Transportation to and from Trappe is primarily by road. The main highway serving the town is U.S. Route 50, which links the town to Washington, D.C., and Ocean City. The other state highway serving the town is Maryland Route 565, which follows an old alignment of US 50.

==Notable people==
- Frank "Home Run" Baker, Hall of Fame third baseman in Major League Baseball; born in Trappe.
- William C. Jason, longest-serving president of Delaware State University
- John Dickinson, Founding Father; born in Trappe.

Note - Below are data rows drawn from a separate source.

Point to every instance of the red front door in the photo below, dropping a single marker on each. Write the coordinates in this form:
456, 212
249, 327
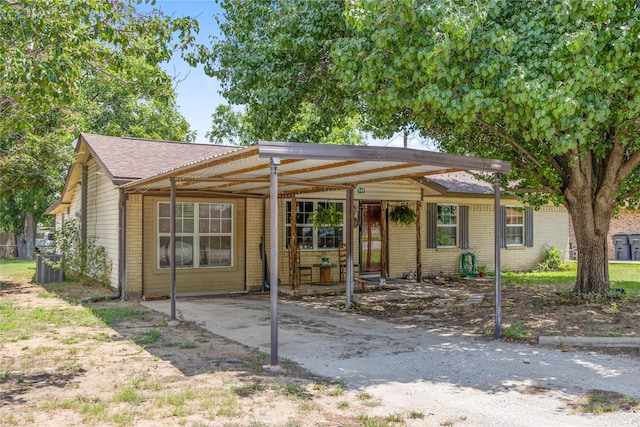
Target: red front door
370, 239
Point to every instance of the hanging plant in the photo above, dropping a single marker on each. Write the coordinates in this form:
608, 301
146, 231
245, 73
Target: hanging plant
402, 214
329, 216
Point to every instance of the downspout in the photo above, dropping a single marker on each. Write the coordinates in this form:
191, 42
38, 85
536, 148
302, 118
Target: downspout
122, 266
84, 192
273, 245
497, 243
349, 247
172, 232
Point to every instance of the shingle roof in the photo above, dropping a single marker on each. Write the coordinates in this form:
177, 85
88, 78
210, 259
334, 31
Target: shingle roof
462, 182
128, 159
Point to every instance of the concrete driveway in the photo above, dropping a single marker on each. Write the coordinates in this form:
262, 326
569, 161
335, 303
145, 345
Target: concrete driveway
468, 380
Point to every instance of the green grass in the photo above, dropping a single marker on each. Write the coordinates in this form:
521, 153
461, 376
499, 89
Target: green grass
625, 276
17, 268
20, 323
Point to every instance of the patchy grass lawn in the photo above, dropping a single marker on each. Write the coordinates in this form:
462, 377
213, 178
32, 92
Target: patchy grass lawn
118, 363
625, 276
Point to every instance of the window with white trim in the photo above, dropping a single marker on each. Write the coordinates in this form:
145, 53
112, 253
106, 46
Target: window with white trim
447, 226
204, 235
324, 237
514, 226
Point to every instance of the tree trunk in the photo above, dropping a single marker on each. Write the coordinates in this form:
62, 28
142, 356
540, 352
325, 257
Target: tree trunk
591, 215
593, 274
30, 235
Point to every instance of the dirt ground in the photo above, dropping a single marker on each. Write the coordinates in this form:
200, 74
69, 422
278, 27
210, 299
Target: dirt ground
528, 312
138, 369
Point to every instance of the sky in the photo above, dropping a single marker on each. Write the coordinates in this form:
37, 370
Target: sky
198, 94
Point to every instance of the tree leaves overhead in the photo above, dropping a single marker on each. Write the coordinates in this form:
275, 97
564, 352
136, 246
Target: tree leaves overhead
71, 66
551, 86
49, 45
274, 60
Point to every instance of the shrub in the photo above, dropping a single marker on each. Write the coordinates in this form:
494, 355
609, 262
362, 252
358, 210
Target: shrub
552, 261
82, 261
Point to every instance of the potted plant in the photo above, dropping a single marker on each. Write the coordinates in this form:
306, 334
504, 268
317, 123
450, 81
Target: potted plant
323, 257
402, 214
327, 216
482, 270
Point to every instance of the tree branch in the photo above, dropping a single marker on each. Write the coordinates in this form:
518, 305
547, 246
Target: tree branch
507, 138
629, 166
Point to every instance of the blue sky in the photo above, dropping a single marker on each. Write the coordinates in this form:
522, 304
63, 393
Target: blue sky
197, 93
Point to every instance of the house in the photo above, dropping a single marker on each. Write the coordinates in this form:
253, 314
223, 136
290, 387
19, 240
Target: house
125, 191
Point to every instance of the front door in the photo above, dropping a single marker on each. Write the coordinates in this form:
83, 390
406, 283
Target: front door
370, 238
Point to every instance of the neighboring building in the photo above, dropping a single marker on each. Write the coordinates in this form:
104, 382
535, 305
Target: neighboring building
119, 189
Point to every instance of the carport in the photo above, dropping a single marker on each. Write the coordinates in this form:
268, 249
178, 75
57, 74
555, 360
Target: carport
285, 169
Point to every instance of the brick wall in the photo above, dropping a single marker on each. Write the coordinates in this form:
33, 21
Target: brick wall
626, 222
133, 272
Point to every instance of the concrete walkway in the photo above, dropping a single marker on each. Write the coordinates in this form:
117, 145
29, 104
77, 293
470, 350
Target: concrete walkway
452, 379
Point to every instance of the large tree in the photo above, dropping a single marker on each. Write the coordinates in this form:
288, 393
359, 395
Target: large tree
235, 127
551, 86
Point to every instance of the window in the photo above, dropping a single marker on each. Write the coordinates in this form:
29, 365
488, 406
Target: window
205, 229
447, 226
514, 226
309, 237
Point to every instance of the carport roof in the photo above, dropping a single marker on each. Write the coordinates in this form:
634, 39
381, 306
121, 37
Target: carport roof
306, 168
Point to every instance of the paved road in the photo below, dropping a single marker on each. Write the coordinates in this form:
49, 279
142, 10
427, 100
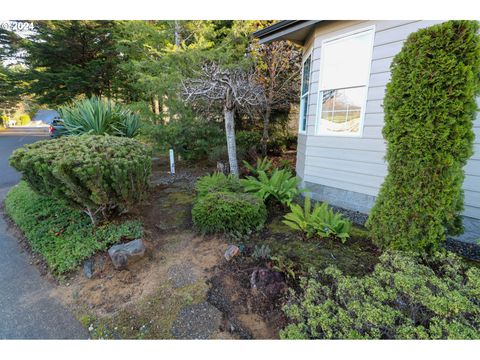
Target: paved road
26, 309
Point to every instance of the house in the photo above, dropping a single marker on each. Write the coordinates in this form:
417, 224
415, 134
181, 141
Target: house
346, 66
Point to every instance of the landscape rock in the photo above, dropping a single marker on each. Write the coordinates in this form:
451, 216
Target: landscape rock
88, 268
231, 252
124, 254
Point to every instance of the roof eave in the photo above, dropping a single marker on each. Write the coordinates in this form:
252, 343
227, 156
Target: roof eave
293, 30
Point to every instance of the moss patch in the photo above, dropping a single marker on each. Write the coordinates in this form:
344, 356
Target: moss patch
151, 318
357, 256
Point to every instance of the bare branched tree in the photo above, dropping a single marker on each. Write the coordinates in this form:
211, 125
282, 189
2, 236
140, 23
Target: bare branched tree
233, 88
277, 67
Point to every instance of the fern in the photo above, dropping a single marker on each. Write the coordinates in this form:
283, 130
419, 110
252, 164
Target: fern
281, 185
217, 182
264, 165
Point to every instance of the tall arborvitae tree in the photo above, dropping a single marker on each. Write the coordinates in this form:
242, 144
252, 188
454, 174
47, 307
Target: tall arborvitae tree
429, 112
71, 58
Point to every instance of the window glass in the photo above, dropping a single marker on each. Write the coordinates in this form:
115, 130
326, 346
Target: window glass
341, 110
304, 95
345, 69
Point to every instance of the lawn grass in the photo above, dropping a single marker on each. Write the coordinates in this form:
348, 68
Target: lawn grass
63, 236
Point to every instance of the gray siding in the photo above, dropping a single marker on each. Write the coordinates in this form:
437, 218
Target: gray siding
356, 164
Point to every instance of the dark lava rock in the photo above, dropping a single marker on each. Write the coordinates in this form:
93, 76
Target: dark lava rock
88, 268
124, 254
198, 321
231, 252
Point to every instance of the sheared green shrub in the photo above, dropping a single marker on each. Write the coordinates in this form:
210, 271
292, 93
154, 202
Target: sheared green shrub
97, 116
63, 236
280, 185
321, 221
404, 298
226, 212
97, 174
217, 182
429, 111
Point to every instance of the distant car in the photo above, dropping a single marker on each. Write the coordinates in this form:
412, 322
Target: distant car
57, 128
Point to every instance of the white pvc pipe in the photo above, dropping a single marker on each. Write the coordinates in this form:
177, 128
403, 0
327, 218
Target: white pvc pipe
172, 162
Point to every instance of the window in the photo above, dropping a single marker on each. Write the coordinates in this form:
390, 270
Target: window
304, 94
344, 72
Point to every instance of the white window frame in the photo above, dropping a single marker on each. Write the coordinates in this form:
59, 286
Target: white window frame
318, 117
307, 55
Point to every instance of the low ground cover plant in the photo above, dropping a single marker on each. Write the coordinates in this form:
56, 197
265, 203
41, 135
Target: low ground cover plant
320, 221
98, 174
63, 236
98, 116
280, 185
404, 298
217, 182
226, 212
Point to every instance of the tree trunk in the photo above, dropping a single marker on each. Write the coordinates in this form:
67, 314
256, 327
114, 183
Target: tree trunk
266, 115
228, 111
177, 34
156, 105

- Brigadier General John S. D. Eisenhower, US Army Reserve (Ret), former US Ambassador to Belgium (1969–71), career military officer and military historian, lived in Trappe after moving from Kimberton, Pennsylvania until his death on December 21, 2013.

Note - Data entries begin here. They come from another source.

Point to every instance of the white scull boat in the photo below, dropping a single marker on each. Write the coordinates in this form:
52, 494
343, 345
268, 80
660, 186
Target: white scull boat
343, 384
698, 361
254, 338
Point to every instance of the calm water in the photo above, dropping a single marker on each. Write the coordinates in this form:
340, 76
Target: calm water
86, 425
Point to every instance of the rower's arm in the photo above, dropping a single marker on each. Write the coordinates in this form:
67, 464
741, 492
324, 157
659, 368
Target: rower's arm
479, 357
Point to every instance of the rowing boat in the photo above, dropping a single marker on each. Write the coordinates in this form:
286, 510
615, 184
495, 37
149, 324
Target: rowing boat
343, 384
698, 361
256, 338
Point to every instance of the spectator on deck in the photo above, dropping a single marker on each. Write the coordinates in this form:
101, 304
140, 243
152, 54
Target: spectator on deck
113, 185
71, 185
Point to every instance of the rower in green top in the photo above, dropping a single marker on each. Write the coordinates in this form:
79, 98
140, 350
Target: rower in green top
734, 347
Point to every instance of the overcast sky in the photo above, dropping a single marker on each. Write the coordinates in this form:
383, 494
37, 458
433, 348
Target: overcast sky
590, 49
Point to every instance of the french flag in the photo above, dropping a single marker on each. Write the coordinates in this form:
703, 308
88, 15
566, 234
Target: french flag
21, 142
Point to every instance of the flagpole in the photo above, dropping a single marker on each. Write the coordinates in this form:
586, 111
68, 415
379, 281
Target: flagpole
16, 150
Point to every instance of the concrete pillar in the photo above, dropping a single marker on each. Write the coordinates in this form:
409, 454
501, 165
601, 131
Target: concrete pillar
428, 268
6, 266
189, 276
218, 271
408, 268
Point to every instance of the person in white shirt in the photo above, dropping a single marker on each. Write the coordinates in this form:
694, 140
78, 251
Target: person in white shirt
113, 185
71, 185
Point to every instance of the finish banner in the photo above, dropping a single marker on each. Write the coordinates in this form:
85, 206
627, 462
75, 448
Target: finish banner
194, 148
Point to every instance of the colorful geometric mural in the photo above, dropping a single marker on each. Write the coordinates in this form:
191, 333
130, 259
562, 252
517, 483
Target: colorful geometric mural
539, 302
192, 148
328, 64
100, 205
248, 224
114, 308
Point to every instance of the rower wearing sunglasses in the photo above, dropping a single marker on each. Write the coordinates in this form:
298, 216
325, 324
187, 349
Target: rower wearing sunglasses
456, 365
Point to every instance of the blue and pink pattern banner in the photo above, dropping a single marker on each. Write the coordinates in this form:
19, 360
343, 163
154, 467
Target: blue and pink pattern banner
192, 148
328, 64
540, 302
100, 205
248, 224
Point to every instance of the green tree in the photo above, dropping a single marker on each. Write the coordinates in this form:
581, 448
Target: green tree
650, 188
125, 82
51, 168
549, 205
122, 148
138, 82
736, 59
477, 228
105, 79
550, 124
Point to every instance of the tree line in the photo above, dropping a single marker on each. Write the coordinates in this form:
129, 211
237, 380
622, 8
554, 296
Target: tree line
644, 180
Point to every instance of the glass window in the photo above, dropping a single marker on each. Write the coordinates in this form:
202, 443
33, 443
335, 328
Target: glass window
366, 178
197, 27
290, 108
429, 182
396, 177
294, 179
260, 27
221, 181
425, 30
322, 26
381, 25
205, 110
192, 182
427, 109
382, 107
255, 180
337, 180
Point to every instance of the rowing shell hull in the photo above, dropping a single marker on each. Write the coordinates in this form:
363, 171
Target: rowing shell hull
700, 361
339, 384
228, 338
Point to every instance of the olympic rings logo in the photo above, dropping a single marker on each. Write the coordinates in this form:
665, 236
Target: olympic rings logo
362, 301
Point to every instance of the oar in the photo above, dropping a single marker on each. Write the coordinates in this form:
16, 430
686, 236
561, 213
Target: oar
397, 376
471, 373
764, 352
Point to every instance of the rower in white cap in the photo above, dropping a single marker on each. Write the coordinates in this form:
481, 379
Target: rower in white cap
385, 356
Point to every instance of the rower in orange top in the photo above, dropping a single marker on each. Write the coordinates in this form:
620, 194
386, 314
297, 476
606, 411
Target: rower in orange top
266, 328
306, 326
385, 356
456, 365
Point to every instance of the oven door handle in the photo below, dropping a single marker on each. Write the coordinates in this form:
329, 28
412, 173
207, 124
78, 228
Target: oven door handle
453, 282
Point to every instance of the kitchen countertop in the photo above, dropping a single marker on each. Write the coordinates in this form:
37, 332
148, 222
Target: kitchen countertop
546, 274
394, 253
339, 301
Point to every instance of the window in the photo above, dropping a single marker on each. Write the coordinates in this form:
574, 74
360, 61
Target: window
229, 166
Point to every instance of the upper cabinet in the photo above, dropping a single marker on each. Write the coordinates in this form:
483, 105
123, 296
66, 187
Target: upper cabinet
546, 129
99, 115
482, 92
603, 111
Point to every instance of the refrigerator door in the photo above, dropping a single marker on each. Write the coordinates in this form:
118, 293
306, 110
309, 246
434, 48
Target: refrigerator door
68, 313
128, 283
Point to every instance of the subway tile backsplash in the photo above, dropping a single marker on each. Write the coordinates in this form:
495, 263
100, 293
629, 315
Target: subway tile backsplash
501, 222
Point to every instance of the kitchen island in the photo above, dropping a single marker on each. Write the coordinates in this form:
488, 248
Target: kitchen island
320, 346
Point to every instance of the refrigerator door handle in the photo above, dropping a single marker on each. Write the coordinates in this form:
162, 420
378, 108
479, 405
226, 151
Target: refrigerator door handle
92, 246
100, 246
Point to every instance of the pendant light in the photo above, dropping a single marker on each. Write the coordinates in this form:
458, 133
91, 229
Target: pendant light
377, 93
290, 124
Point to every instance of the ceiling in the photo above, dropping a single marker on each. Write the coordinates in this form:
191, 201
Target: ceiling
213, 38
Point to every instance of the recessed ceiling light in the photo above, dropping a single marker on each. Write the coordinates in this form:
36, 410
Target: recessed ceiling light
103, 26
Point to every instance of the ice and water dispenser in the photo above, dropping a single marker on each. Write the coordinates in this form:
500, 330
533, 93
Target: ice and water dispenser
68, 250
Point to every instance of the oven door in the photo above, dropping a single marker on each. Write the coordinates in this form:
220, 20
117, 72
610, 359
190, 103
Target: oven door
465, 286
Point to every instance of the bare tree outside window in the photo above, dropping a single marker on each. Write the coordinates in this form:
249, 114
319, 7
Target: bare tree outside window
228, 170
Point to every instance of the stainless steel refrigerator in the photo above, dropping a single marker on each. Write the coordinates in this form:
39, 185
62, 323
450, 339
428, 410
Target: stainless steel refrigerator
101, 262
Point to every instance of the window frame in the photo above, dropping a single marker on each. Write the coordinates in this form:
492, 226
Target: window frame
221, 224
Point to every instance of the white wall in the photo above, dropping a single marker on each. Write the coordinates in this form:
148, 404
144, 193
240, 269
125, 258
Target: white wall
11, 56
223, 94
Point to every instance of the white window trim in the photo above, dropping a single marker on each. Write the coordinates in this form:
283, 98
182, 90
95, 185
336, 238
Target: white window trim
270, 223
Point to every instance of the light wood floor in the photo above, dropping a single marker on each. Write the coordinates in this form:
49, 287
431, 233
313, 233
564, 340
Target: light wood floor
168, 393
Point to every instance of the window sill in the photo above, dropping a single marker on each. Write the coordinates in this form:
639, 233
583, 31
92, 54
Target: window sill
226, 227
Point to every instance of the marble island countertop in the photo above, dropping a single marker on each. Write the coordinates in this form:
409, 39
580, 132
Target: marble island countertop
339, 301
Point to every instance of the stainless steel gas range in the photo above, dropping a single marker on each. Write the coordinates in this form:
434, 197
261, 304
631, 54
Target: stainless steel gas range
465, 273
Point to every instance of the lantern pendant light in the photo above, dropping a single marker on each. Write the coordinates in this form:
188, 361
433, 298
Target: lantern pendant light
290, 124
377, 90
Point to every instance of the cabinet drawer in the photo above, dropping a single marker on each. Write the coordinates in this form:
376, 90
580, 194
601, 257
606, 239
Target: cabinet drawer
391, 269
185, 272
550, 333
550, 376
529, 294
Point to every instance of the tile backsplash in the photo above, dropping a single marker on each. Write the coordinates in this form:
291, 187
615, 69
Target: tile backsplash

- Robert Mitchum, actor; Mitchum and his family lived in Trappe from 1959 to 1965.
- Nathan ("Uncle Nace") Hopkins; Nathan Hopkins was born in Trappe, Maryland, in 1831. In 1867, he played a pivotal role in the annual celebration of “The Emancipation of the Proclamation” to pay tribute to the end of slavery after Abraham Lincoln’s Emancipation Proclamation on November 1, 1864. Nathan Hopkins led Emancipation Day by organizing the parade, meals, and church service held at Scotts United Methodist Church. Uncle Nace led the parade until his death on March 23, 1900.
- Earl Ravenal, foreign policy analyst.